Microgravity Investigation of Cement Solidification

This image includes one of the flight assembled Microgravity Investigation of Cement Solidification (MICS) Kits with its contents laid out providing a look at all of the contents and sub-items that make up one MICS Kit. Image courtesy of Leidos MICS Team.

Aleksandra Radlińska, of Penn State,  is the principal investigator for Microgravity Investigation of Cement Solidification (MICS).

To assess the feasibility of cement as a process for constructing potential future space habitat structures, the effects of micgrogravity on the process must be understood, Radlińska said. Astronauts aboard the space station would combine pre-packaged bags of cement and water, then halt the chemical process with an alcohol additive. The samples would then be returned to Earth for comparison with equivalent ground-based samples.

Small Satellites

Three CubeSats, a class of small satellites — each about the size of a cereal box — part of the CRS-9 payload were highlighted at the briefing.

CubeRRT

The same interference that causes radio and television static also affects the quality of data that instruments like microwave radiometers collect.
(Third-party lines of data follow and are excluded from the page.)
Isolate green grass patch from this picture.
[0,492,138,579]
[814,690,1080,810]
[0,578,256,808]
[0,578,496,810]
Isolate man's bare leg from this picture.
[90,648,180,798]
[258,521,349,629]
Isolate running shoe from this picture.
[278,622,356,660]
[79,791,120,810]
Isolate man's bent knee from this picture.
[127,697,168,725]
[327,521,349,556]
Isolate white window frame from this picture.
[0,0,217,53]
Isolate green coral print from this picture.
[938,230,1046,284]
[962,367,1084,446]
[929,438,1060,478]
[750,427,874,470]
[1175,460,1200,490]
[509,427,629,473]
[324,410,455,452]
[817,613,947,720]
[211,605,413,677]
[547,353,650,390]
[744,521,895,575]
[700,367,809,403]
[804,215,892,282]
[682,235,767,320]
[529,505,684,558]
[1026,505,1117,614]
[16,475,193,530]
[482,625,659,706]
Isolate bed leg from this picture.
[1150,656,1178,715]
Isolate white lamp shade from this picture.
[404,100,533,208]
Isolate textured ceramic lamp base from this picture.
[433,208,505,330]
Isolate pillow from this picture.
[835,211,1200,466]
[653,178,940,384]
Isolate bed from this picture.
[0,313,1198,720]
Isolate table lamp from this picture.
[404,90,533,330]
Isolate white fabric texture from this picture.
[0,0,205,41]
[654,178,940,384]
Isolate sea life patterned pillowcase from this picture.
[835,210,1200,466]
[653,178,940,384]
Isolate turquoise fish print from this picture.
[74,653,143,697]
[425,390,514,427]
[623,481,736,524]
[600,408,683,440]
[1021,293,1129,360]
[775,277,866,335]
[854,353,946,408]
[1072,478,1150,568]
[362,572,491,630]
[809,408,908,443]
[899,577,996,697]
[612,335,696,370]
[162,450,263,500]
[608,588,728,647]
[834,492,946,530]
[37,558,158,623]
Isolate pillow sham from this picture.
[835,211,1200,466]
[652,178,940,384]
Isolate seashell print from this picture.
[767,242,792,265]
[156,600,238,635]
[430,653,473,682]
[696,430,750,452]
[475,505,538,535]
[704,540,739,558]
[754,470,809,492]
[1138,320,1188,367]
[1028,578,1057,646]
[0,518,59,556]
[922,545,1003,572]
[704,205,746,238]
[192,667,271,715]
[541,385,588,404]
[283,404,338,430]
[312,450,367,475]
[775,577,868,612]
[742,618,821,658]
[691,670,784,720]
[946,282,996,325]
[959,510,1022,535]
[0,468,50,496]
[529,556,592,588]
As the number of RFI-causing devices increases globally, NASA’s satellite instruments — specifically, microwave radiometers that gather data on soil moisture, meteorology, climate and more — will be more challenged in collecting high-quality data.

The CubeSat Radiometer Radio Frequency Interference Technology (CubeRRT) validation project will test a new way for NASA’s future radiometer missions to overcome the ever-increasing amount of radio frequency interference that satellites will encounter while collecting data.

TEMPEST-D

Temporal Experiment for Storms and Tropical Systems – Demonstration (TEMPEST-D) has satellite technology with the potential to measure cloud and precipitation processes on a global basis. These measurements help improve understanding of Earth’s water cycle and weather predictions, particularly conditions inside storms that form precipitation.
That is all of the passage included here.